# LLM Applicatios

---
### What you'll build
1. **Earnings calls:** Compare two consecutive transcripts (FedEx) and extract **surprising changes** vs prior call.
2. **FOMC press conference:** Surface statements most likely to **surprise markets**.
3. **Forecasting pitfalls:** Demonstrate **leakage** and why naive LLM+ML pipelines can overstate accuracy.

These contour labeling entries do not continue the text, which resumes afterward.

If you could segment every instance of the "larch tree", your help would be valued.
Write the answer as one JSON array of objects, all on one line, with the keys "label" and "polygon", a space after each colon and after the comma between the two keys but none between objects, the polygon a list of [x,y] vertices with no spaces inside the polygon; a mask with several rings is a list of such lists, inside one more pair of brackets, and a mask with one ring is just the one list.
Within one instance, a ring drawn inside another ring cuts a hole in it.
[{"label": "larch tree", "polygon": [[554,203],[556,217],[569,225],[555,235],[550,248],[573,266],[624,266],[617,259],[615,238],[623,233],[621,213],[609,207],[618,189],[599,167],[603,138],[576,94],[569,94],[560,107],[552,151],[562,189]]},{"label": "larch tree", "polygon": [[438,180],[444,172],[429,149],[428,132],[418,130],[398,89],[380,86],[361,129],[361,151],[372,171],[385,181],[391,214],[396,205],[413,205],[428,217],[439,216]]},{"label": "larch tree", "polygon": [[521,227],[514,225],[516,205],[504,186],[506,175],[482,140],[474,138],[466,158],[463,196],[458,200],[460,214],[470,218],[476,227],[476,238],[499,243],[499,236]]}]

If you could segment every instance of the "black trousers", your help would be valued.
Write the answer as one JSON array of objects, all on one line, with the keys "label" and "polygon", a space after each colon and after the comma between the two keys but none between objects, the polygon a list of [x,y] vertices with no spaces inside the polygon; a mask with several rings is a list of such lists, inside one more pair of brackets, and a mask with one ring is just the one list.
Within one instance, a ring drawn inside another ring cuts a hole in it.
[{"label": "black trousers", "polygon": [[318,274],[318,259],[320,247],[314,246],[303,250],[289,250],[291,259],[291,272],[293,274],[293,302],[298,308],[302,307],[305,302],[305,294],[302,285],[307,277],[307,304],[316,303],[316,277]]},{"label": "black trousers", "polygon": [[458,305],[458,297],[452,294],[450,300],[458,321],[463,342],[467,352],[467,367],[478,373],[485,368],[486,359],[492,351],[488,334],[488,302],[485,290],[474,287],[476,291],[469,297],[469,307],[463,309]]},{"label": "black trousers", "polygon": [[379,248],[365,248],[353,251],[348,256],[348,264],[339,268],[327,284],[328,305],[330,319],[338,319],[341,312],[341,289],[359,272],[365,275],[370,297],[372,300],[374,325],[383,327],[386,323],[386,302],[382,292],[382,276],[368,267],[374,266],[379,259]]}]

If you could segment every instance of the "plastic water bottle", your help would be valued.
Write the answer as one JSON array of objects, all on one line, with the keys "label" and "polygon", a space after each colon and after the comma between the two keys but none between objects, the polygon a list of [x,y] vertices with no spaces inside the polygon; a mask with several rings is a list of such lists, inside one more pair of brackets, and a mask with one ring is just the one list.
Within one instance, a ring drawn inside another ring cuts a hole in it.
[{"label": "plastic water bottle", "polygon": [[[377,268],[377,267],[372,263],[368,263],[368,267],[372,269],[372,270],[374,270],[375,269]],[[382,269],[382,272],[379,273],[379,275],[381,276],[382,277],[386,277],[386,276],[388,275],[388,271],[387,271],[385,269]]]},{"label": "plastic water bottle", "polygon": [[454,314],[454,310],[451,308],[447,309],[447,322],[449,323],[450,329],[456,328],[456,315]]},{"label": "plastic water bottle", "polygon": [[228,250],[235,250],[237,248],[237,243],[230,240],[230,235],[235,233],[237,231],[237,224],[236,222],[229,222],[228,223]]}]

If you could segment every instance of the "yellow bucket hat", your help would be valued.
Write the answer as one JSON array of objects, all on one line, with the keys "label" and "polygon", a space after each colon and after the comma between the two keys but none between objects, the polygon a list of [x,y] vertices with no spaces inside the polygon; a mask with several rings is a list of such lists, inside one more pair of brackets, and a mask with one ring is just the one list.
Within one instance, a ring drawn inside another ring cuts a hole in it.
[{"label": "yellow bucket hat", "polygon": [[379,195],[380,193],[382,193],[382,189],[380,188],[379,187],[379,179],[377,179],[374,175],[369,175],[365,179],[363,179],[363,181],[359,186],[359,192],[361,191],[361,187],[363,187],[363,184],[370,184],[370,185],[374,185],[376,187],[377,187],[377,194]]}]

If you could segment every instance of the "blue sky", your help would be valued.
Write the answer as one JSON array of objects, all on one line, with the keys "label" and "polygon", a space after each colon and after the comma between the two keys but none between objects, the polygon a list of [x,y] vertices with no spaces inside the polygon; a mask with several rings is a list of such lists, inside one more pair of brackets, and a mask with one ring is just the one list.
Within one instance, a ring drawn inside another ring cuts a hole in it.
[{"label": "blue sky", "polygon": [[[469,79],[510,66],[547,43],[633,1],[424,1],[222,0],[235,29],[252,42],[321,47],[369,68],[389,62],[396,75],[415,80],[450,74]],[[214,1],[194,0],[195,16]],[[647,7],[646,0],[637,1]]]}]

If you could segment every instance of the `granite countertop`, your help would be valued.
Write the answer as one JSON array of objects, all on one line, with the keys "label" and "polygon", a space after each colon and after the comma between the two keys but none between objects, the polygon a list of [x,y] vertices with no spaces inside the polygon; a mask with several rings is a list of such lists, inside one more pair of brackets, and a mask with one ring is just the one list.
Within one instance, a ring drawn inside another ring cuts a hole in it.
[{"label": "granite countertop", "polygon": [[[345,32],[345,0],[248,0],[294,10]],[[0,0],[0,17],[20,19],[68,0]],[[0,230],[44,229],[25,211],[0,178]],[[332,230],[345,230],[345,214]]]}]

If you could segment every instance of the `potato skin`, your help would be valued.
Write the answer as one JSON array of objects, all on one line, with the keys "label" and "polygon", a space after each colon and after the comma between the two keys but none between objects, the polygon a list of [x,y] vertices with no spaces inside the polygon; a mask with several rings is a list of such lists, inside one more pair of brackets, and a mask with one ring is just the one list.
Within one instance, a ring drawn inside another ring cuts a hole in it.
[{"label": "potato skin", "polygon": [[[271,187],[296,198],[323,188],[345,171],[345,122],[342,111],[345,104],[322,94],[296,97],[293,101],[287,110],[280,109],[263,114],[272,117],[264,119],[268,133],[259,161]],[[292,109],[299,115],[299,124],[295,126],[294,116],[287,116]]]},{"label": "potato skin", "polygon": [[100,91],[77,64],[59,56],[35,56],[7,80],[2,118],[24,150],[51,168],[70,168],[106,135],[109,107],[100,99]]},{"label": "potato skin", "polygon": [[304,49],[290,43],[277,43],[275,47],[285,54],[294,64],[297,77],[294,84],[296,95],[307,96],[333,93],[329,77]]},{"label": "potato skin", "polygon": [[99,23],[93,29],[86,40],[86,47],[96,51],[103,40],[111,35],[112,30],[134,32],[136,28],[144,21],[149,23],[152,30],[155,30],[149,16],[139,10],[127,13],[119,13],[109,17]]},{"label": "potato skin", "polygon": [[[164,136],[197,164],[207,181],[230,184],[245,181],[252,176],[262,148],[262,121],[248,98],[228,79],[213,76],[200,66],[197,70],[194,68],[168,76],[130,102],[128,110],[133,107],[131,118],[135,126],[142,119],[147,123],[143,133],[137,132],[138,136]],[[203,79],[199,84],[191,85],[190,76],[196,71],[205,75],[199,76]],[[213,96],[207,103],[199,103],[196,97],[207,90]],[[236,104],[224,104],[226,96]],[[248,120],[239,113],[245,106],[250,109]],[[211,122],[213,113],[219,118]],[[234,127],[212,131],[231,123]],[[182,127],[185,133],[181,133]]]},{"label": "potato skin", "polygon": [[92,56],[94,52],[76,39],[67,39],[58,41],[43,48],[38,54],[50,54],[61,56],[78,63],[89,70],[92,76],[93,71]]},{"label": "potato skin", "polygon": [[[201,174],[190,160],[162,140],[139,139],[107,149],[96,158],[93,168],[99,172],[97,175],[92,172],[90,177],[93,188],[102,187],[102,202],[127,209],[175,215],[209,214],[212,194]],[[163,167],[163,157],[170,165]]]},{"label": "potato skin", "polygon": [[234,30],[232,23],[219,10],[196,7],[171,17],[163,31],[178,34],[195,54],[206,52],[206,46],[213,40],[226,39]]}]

> This notebook assumes an internet connection. It includes robust fallbacks (short excerpts) so it still runs if websites block scraping during class.

## Learning Objectives
- Use **Gemini (AI Studio)** from Python to classify/extract structured insights from financial text.
- Combine **statistical novelty** (TF‑IDF) with **LLM judgment** to find *surprising* statements.
- Run a small **FOMC surprise** detector with hawkish/dovish cues + LLM vetting.
- See a concrete **look‑ahead bias** failure case and how to fix it.

## 0) Setup
**Gemini API (AI Studio) is free for prototyping** in supported regions. Create a key in AI Studio and set it as `GEMINI_API_KEY`.

### Install (if needed)

In [1]:
# If running on a fresh environment, uncomment:
#%pip install google-generativeai pandas numpy matplotlib scikit-learn beautifulsoup4 requests tqdm
%pip install pdfminer.six pypdf


Collecting pdfminer.six
  Downloading pdfminer_six-20251107-py3-none-any.whl.metadata (4.2 kB)
Collecting pypdf
  Downloading pypdf-6.4.0-py3-none-any.whl.metadata (7.1 kB)
Downloading pdfminer_six-20251107-py3-none-any.whl (5.6 MB)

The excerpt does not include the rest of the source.